Au coude, le nerf ulnaire (cubital) est palpable en arrière de l'épicondyle médial et en dedans de l'olécrane dans la gouttière épicondylo-olécranienne où il est entouré d'un tissu fibreux. Il existe à ce niveau, où sa vascularisation est réduite, une fragilité du nerf à l'origine de paralysies positionnelles spontanées.

Au poignet, le nerf ulnaire est au bord radial du tendon du fléchisseur ulnaire du carpe, au bord ulnaire et en arrière de l'artère. Il donne ses rameaux sensitifs cutanés palmaire et dorsal, à 6 cm environ au-dessus du pli de flexion du poignet et se termine en deux branches, superficielle sensitive et profonde motrice qui assure l'innervation des muscles hypothénariens médiaux, des muscles interosseux, de deux muscles de l'éminence thénar : l'adducteur et le court fléchisseur du I.

Son territoire sensitif est la partie médiale de la main, le 5è doigt ainsi que la moitié interne du 4è doigt. Son territoire autonome est le bord cubital de la main et du 5è doigt.

Il assure le mouvement des doigts (préhension et mouvements latéraux des doigts).

Bloc au coude (figure 5)

On décrit deux installations : l'avant-bras en flexion et supination, ou le bras en antépulsion à 90°, l'avant-bras reposant sur la poitrine. L'opérateur se place du côté du bras à bloquer. L'épicondyle médial et la gouttière cubitale sont palpés. On choisit un point de ponction 2 à 3 cm au-dessus de l'épicondyle médial sur une ligne joignant la gouttière au pouls axillaire.

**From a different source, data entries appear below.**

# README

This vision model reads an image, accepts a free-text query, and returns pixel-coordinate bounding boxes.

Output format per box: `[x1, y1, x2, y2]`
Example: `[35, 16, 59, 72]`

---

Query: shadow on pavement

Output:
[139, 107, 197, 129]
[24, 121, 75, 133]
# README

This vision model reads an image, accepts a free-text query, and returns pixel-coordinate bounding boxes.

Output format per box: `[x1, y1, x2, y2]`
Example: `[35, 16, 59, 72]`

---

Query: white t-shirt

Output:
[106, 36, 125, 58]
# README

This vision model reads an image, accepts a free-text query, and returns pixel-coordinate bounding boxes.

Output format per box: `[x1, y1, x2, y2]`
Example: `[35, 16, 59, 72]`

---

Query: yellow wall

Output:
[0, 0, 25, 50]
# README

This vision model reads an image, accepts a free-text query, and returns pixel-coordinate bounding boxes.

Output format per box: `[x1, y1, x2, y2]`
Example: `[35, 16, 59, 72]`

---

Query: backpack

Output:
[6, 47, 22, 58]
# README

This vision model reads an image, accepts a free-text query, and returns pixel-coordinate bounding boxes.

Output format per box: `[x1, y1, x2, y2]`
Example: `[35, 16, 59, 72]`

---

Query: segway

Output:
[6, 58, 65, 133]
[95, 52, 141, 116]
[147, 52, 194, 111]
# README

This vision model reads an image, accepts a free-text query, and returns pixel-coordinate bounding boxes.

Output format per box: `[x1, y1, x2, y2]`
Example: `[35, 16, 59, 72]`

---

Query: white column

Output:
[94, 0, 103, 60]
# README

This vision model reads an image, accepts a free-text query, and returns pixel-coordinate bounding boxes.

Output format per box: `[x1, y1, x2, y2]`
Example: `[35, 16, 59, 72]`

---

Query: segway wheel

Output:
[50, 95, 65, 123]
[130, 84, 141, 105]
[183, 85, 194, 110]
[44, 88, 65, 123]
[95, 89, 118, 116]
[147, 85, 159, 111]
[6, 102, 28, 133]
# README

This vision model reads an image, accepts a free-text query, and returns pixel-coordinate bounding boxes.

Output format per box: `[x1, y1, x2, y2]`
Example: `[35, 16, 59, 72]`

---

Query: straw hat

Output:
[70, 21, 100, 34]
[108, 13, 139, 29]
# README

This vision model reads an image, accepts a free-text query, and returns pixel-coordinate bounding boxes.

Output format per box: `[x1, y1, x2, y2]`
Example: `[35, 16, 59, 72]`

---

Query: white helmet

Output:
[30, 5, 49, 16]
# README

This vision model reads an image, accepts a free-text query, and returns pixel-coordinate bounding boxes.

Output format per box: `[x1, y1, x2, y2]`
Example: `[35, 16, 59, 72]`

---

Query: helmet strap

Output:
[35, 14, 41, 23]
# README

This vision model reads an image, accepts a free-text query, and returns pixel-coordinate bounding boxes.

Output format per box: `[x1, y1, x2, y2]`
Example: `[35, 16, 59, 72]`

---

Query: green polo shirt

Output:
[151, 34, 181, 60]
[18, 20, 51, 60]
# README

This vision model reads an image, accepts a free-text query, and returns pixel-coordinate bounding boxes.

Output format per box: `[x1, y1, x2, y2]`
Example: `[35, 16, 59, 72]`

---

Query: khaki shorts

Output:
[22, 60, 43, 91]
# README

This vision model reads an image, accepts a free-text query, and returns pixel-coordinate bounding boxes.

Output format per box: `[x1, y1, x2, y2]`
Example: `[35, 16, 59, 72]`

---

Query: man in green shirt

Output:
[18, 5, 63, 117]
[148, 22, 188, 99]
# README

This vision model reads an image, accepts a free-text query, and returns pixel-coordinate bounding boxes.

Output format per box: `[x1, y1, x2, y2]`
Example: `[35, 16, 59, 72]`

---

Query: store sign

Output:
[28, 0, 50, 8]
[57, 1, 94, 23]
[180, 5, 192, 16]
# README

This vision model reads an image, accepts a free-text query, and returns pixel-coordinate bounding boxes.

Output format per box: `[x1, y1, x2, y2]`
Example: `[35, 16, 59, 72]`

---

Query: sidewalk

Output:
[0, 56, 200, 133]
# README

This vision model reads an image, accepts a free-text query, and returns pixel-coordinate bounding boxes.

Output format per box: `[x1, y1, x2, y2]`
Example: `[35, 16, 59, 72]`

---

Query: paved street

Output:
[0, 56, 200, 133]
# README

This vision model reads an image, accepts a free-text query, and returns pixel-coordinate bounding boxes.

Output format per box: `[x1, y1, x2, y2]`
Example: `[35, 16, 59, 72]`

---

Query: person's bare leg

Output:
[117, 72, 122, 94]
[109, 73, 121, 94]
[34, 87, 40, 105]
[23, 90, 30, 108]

L'aiguille (de 23 G et 32 mm) est insérée perpendiculairement à la peau et avancée jusqu'à l'obtention de paresthésies, d'une réponse motrice ou d'un contact osseux. En l'absence de paresthésies, l'aiguille doit être mobilisée en éventail à la recherche de paresthésies. On injecte 3 à 7 ml d'anesthésique local.

Une ponction au niveau de la gouttière peut être à l'origine d'une neuropathie résiduelle par injection intraneurale ou syndrome canalaire. Il est recommandé d'éviter l'abord cubital au coude et de choisir l'abord au poignet d'autant que le territoire anesthésié est le même.

Bloc au poignet (figure n°4)

Le membre supérieur est en supination avec le poignet en légère extension. L'opérateur se place face au bord ulnaire du poignet. On repère l'apophyse styloïde de I'ulna (cubitus), le tendon du fléchisseur Ulnaire du carpe. Le nerf ulnaire est bloqué sous ce tendon avant qu'il se divise en ses branches terminales profonde et superficielle.

Le nerf est abordé deux travers de doigts au-dessus du pli de flexion distal du poignet, soit au bord radial du tendon du fléchisseur cubital du carpe, l'aiguille (25 G et 16 mm) étant dirigée perpendiculairement à la peau (dorsalement) sur une profondeur de moins d'un cm, soit du


Figure n° 5. Bloc du nerf ulnaire au coude.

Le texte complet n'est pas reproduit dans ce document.